Can you tell us about your early interests in the arts and performing? Do you come from an artistic family?
I do come from a place that has birthed many a poet — I’m East African, so culturally, the arts are very relevant to us, just in terms of how we keep our culture alive. Our traditions, poetry, music and dance have surrounded me in those ways. But in the professional sense, and in the westernized view, I am the first out of my family that’s here right now who has taken the arts to be their entire life, so that has had some challenges. I’m Muslim, and so there has been a lot of pushback. Culturally, it was just not supported in Islam — or more so the patriarchy within the religion than the actual religion itself — to be a girl and to be kind of “showing yourself off.” The pursuit of stability over joy is definitely underlining everything. But art has always been a way for me personally to either escape, or to express myself when I didn’t feel like I had anywhere to put my voice or anyone that would listen.
When did it start becoming that escape?
I was born in Alberta but I left really early. And when I moved back from Ontario I was in junior high, and I came back so late in the year that I just took whatever options were left, and drama was one of them. I had a teacher that was really supportive, and so through junior high and high school, I really just performed at everything I could. I was dancing, I was singing, I was acting. I actually dropped out of high school because of mental illness, which had a lot to do with not being able to see art in my future. Because I was getting at that age where everyone was kind of telling me, Okay, this art stuff was cute, but wrap it up. And that sucked. And I got really sick. And my mom realized that it kind of wasn’t an option for me to not have any kind of art.

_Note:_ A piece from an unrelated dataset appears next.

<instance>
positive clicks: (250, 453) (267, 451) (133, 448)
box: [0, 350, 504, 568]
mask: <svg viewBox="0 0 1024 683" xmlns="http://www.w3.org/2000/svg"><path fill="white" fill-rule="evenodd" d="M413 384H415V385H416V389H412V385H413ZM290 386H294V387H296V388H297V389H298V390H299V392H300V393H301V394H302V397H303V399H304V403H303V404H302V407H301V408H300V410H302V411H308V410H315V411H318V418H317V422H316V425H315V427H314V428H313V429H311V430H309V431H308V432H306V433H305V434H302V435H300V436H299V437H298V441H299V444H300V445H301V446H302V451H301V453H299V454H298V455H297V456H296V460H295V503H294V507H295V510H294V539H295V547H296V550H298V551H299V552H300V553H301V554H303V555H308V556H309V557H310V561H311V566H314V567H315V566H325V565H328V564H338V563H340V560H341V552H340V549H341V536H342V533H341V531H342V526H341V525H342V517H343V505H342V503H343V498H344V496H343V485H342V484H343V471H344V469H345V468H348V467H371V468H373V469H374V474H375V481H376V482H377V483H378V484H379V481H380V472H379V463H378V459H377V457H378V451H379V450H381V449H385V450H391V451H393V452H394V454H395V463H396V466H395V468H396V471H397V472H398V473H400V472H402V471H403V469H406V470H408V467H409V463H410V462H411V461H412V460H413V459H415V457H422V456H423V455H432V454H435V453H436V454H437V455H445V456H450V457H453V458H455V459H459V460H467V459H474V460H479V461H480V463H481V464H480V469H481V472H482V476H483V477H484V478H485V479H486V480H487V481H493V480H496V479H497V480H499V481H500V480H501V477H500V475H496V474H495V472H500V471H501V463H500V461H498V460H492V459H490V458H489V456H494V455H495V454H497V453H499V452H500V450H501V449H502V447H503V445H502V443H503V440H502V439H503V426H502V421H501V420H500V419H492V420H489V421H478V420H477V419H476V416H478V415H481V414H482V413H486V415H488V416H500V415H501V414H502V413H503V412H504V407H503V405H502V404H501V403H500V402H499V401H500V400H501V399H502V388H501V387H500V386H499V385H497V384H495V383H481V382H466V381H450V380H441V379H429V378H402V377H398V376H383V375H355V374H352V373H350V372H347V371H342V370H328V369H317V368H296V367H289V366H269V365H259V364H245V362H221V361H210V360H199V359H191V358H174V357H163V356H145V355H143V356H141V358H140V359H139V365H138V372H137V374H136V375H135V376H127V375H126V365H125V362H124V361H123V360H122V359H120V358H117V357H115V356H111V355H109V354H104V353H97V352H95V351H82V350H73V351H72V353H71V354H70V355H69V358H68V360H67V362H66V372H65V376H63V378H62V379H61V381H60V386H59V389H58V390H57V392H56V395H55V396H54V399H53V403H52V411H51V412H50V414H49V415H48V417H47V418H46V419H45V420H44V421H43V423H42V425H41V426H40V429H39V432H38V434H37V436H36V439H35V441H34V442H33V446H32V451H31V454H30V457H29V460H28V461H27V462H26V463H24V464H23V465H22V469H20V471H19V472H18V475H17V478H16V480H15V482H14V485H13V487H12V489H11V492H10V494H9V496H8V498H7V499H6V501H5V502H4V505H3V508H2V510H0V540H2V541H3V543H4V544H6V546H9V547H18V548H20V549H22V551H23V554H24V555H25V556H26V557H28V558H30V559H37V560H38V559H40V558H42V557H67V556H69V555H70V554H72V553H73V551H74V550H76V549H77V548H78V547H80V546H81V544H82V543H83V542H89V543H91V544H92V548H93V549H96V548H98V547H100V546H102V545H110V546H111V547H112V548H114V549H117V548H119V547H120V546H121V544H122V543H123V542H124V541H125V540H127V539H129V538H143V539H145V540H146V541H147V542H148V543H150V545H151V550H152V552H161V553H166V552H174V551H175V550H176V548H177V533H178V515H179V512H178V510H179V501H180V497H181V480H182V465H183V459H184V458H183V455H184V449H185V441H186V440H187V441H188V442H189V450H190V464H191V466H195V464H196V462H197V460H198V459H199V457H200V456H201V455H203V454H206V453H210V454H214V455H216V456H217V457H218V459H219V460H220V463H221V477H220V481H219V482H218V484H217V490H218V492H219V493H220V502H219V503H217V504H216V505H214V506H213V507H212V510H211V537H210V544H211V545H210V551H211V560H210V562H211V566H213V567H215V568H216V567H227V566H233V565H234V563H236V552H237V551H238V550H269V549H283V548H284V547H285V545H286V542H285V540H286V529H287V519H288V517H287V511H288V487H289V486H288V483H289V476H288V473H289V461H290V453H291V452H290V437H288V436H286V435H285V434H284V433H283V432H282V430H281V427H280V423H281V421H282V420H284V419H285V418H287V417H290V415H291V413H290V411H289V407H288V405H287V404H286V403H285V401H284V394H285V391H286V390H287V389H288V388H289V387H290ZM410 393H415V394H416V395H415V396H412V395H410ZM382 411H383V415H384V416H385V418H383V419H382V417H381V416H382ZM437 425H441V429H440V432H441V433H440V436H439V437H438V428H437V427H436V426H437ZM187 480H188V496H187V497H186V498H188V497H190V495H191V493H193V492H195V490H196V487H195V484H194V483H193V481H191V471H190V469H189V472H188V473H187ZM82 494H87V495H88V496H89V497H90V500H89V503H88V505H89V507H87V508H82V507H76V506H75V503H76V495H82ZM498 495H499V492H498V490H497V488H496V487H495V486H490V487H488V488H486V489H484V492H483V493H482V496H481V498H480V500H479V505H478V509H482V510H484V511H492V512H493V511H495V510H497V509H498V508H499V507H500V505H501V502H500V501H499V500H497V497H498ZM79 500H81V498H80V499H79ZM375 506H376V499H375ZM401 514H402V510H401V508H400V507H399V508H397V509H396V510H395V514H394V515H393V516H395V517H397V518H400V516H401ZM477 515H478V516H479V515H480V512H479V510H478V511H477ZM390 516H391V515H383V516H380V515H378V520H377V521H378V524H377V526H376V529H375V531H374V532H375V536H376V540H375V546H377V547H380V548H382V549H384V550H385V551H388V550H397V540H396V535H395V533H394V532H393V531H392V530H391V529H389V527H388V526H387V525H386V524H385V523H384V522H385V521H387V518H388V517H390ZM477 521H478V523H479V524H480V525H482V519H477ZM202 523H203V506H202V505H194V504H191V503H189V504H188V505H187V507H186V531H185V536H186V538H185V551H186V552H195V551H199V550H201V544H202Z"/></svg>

Was poetry part of your art then?
Yeah, I started sharing my poetry on Tumblr, and I kind of grew a following online and it pushed me to, after a year off and going to Centre High, start at MacEwan in the theatre arts program. I was really excited, because it had been a little dream of mine to just be in Fame, dancing and singing. So that was really fun, but I was also still doing poetry online at the time. And I was also coming into my identity, as one does when you’re in your early 20s. I started to really feel kind of isolated by what I was learning politically and environmentally. I started to dig into my Blackness and my queerness and my womanhood, because I wasn’t resonating with a lot of the art that was being put in front of me at school. Then Michael Brown was murdered, and it catalyzed me. I started sharing my poetry in movement spaces, and spoken word events, and I started competing. I won a slam championship in 2016 and that was kind of what pushed me into the Edmonton Youth Poet Laureate position. I was starting to understand that I needed my art for me, to still be alive. But it also was something that could support the lives of other people like me.